Harperized: Rebranding the federal government

Documents revealed by Canadian Press talk of news releases that are "Harperized" with bureaucrats expressing what they call "mild distress" at what they have been "instructed" to do. And now seasoned journalists on Parliament Hill are questioning the politicization of the public service. Today, the argument and the push-back, Jennifer Ditchburn, Lawrence Martin and Conservative MP Deal Del Mastro speak to the issue.

Part One of The Current


It's Wednesday, November 30th.

New documents show federal bureaucrats were ordered to use the term "Harper government" instead of "Government of Canada" in their communications.

Currently, the same documents suggest it would save taxpayers a lot on stationery if Harper just stayed in power forever.

This is The Current.

Harperized: Rebranding the federal government

We started this segment with a Liberal MP Joyce Murray speaking during yesterday's Question Period.
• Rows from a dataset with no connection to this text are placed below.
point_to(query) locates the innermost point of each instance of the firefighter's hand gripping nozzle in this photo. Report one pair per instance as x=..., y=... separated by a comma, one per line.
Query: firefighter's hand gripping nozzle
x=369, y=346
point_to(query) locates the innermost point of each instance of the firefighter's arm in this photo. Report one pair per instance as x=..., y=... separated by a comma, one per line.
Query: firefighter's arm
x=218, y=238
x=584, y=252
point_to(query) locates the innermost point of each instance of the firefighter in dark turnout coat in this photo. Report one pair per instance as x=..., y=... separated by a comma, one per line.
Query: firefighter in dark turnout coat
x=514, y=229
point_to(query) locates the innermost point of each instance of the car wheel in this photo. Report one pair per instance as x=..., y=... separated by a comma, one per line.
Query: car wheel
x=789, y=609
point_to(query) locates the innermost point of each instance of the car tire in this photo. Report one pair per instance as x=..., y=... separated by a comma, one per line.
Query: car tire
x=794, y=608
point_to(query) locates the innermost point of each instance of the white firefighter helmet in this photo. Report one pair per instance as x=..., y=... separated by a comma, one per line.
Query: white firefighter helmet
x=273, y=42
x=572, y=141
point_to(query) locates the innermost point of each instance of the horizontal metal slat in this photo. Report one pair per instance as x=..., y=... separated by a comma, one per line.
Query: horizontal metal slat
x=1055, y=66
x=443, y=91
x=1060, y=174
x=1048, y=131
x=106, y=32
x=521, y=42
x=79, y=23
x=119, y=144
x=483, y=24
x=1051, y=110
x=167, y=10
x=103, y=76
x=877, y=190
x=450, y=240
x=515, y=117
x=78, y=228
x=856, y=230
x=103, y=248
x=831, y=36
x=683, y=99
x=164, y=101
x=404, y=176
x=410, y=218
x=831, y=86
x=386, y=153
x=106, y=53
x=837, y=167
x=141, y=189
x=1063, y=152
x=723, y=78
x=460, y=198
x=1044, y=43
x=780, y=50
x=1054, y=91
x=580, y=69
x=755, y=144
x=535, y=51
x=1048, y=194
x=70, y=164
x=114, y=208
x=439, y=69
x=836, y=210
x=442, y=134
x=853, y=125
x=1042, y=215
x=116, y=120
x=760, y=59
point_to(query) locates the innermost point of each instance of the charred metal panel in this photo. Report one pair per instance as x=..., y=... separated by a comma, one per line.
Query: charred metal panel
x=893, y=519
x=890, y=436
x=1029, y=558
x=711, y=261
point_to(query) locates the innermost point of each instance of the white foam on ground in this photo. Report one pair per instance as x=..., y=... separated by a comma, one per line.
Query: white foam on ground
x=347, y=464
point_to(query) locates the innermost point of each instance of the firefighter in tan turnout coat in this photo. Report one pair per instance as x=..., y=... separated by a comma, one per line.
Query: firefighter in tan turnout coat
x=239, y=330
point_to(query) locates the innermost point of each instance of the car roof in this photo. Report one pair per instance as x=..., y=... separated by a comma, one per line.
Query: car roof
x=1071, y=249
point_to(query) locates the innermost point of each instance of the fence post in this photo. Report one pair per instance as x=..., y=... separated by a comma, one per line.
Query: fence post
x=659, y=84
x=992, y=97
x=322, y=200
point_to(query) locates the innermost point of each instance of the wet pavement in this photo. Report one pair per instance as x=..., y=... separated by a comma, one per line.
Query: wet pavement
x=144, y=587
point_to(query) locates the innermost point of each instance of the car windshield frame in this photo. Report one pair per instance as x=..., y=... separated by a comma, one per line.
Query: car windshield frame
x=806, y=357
And that quote she was reading was from documents that came to light in a news report yesterday. Those documents suggest the Privy Council Office ordered federal bureaucrats to refer to the Government of Canada as the Harper Government.

For months, the Prime Minister's office has denied any such order exists. Yesterday, President of the Treasury Board, Tony Clement, responded to MP Joyce Murray by saying this kind of political branding happens all the time. We heard from Tony Clement explaining how the Government of Canada became the 'Harper government.'

But others offer a different reason for the rebranding of the federal government. They say it's all part of an unprecedented politicization of the bureaucracy and control over departmental messaging.

We were joined by three guests today. Jennifer Ditchburn is one of the Canadian Press reporters whose story inspired the exchange we heard off the top. Lawrence Martin is a columnist with the Globe and Mail and author of Harperland: The Politics of Control. And Conservative Dean Del Mastro is the MP for Peterborough and the parliamentary secretary to Prime Minister Stephen Harper. They were all in Ottawa.